Burns and co-director Lynn Novick take a "many sides" approach to history at a time when "many sides" is a tool of obfuscation.

Bettmann/Getty Images

The Vietnam War, Ken Burns and Lynn Novick’s latest historical opus, opens with Karl Marlantes discussing the code of silence many Americans upheld when it came to the war. “Coming home from Vietnam was close to as traumatic as the war itself,” says the Matterhorn author and Vietnam veteran. “For years, nobody talked about Vietnam. ... It was so divisive. It’s like living in a family with an alcoholic father. Shh. We don’t talk about that. Our country did that with Vietnam.” Familiar footage of the war is then played backwards. Helicopters, pushed off aircraft carriers following the fall of Saigon, rise out of the ocean. Tanks roll in reverse. Bombs fly back into mortars, bullets back into guns, tear gas back into canisters. Truncheons move away from the breasts of American protesters, while Phan Thị Kim Phúc—the Napalm Girl—runs the other way.

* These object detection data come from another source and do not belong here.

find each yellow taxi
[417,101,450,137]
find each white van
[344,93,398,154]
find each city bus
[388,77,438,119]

It’s not particularly subtle, but Ken Burns has not built a career as an auteur of Americana on the back of subtlety. By rolling back all our past associations, The Vietnam War aims to wholly reconstruct our understanding of it. The first five minutes of this documentary’s 900-minute runtime act as a kind of palate cleanser for 50-plus years of division and silence, while pointing to a grander ambition: to arrive at a big, baggy historical truth that everyone can agree on. “From the start, we vowed to each other that we would avoid the limits of binary political perspective and the shortcuts of conventional wisdom and superficial history,” Burns and Novick write in the introduction to the series’ accompanying book. “This was a war of many perspectives, a Rashomon of equally plausible ‘stories,’ of secrets, lies, and distortions at every turn.”

In our fractured historical moment, Burns and Novick defiantly make films predicated on the notion of a unified culture. Burns and Novick have stressed that The Vietnam War is about bringing people together—about creating a “reconciliation.” It’s a common theme of Burns’s work. The Civil War, still his most famous documentary, argued that the Civil War was necessary to forge two halves of a country that had been at odds since their inception. It also implicitly suggested that the documentary itself, which humanized both slaves and Confederate soldiers, played an integral role in finishing the job—in bringing all Americans together in a final understanding of the war. But Burns and Novick’s balanced approach ultimately gives everyone too much credit, while shying away from dishing out blame to those who deserve it. In their ostentatious rejection of ideology, they have sneakily put forth their own: that these rival perspectives are of equal value. It is an ideology that is increasingly out of step with our times.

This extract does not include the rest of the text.